Apart from cash they may offer access to valuable expertise and experience. Like Business Angels, the timing and terms of their exit are critical.
The reality for small to mid-size start-ups is that the best VC funds are not set up for such amounts and are too demanding with the returns they require to be a practical solution.
4. Insurers
It may be possible to obtain cost effective funding from an insurer with few or even no strings attached. As they are in the same industry you might expect a greater understanding of both the mechanics of insurance broking and expected returns.
However there is the potential for conflict particularly as the regulator will need reassurance that it is truly an arm’s length relationship i.e. there are no requirements for you to place a proportion of your clients’ insurance policies with the insurer.
Even if there are no such arrangements your clients and potential clients might have concerns about the impartiality of your advice thereby compromising your ability to attract and retain business. As the old saying goes ‘there is no such thing as free lunch’ and ‘be careful you may be getting into bed with the devil!’
5. Partnering with an introducer
When you are first starting your business the offer of setting up some sort of joint venture with an introducer you get on with, such as an Independent Financial Adviser (IFA), Accountant or Solicitor can seem attractive particularly if office space is also available. Experience suggests that whilst such arrangements may help early cash flow you will have to give away equity and in most cases the benefits are outweighed by the fact that often business flow from the introducer disappoints and tails off and you are later burdened with an external shareholder that is not justified and you can’t get rid of easily.

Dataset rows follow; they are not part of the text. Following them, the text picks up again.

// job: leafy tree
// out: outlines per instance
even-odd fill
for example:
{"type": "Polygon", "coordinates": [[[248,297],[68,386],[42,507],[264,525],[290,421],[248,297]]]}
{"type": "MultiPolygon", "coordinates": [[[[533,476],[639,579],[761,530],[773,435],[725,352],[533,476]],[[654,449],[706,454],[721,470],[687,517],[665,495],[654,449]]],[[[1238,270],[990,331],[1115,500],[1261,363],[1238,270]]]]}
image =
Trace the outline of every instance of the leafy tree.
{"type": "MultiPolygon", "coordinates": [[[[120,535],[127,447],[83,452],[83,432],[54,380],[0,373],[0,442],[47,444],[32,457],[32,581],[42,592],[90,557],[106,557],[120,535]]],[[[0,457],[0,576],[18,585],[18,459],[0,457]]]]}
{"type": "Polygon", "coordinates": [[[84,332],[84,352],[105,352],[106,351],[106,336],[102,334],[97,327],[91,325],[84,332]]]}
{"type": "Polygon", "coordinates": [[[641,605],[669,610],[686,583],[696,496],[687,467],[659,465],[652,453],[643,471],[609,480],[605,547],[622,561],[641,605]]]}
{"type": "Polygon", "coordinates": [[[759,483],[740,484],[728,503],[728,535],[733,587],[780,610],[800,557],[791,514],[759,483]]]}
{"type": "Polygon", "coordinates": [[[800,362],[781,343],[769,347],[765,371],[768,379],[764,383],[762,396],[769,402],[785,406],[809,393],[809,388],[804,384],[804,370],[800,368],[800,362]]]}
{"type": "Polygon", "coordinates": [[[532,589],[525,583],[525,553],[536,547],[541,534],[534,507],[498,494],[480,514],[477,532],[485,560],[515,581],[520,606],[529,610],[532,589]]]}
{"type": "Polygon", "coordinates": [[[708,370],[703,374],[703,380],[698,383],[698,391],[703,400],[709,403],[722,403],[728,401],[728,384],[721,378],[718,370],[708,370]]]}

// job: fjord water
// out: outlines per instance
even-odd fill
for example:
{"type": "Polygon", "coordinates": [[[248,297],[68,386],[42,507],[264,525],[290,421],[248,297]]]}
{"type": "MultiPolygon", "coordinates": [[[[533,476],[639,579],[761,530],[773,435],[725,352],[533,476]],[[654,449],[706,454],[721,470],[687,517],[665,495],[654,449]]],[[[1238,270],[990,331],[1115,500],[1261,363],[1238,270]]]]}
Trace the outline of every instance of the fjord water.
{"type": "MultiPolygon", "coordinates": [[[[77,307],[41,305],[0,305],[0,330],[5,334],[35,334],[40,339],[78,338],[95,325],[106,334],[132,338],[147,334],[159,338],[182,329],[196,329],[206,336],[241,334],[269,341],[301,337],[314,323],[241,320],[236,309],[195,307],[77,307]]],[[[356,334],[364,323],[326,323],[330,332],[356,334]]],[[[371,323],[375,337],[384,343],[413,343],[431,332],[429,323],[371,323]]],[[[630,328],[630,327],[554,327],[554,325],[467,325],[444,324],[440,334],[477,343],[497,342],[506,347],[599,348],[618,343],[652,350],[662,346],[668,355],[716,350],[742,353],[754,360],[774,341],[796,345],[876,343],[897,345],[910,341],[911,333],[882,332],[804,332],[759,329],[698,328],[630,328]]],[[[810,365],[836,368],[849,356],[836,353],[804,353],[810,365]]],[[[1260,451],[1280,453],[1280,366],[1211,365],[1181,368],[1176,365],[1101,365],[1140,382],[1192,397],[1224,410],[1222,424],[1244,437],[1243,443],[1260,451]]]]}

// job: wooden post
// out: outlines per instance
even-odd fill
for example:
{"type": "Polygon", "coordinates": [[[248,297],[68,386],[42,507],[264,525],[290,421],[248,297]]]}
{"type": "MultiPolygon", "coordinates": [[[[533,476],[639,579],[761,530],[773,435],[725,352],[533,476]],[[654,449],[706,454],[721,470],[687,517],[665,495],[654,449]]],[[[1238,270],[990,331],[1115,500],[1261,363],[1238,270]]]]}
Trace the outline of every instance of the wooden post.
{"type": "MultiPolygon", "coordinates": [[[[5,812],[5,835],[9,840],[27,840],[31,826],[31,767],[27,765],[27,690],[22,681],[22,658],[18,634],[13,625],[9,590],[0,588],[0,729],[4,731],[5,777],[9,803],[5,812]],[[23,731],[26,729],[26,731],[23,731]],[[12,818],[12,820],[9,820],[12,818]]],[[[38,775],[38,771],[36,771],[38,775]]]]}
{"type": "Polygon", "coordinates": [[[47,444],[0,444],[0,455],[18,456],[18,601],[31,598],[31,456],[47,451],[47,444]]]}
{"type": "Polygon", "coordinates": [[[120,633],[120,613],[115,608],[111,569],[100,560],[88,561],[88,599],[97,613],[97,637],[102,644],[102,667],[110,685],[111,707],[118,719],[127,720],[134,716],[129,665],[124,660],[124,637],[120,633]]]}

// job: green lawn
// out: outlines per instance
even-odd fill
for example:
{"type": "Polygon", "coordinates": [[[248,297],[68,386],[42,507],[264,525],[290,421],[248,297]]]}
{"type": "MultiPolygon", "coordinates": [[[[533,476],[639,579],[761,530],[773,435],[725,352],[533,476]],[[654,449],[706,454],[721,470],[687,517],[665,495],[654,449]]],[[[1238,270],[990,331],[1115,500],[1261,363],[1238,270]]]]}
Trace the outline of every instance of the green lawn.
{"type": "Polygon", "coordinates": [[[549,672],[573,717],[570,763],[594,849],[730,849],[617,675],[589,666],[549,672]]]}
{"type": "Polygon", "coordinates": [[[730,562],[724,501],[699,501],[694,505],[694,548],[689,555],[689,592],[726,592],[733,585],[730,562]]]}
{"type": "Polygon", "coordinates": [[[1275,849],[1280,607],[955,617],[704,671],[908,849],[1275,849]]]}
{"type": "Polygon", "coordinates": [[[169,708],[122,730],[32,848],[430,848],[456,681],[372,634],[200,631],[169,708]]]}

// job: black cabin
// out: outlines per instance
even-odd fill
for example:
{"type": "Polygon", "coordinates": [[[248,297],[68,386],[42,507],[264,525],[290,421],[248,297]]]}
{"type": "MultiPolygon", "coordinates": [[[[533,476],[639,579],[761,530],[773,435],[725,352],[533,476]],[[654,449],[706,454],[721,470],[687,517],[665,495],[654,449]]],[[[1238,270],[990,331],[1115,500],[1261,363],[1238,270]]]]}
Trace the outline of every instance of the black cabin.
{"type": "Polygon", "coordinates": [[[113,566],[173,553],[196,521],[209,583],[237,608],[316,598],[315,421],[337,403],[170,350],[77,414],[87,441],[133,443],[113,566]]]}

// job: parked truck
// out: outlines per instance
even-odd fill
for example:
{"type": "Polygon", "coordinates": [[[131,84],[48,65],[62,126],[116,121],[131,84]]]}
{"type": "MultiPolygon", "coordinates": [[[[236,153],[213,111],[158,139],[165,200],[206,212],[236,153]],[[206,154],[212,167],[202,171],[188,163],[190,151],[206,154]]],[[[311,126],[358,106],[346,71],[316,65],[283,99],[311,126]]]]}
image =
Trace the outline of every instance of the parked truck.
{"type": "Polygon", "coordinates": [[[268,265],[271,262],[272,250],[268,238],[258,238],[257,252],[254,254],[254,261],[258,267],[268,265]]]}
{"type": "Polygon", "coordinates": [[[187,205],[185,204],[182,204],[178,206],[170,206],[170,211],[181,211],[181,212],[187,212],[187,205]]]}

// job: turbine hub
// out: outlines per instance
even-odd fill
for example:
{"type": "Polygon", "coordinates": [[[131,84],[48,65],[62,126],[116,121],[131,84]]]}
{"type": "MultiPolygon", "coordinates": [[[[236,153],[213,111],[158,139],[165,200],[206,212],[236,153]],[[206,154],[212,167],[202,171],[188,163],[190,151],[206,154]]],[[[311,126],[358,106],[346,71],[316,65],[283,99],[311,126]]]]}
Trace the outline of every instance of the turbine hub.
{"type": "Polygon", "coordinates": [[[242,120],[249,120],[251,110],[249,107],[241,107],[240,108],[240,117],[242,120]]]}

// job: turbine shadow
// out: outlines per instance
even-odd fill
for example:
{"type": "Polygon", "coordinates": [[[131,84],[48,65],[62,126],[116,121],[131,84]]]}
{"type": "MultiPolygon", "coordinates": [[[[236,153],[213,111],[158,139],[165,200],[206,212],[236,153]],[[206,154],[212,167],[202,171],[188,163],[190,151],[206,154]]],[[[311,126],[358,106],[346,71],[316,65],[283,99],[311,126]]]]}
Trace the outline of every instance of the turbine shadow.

6. Vizion - a real alternative
I’ve touched on a number of alternative ways to raise finance to fund a start-up. Each have their own motivation for getting behind you. All have two principle things in common. Like you they want a return on their investment and, unlike you, they are very rarely not in it for the long haul. When choosing a financial partner you must therefore ask yourself:
- do I fully understand their goals and expectations?
- do they understand my business / industry?
- will they offer more than just capital, if so, what additional value can they add?
- how flexible will they be in times of stress for the business?
- how long can I rely on their support - timing of their exit can be critical?
- what are the terms of their exit - a frequent source of conflict often overlooked in the heady early days?
Starting your own brokerage is a real but rewarding challenge. I’ve done it and would recommend it to anyone with energy, drive and ambition. My contemporaries and I however had it relatively easy as the barriers to setting up a business in the early 1980s were much lower – the FCA hadn’t even been thought of!
I am of course biased but I really think Vizion is a great solution for today’s insurance entrepreneurs.
The purpose of Vizion is to allow others to do what I did in today’s environment, encouraging entrepreneurial spirit and easing the transition from being employed to running your own business successfully.
We offer a well run, regulated platform for entrepreneurs who have their own clients or ideas and want to run their own businesses, have their own equity, and a clearly defined exit route for when they decide to retire.
Vizion can provide whatever back office support is required and commission will be shared based on how much day-to-day input the client facing partners wish to have. This is a unique way for a team or an individual to manage their clients and create value for themselves over time without the expense, risk and complications of setting up their own regulated entity.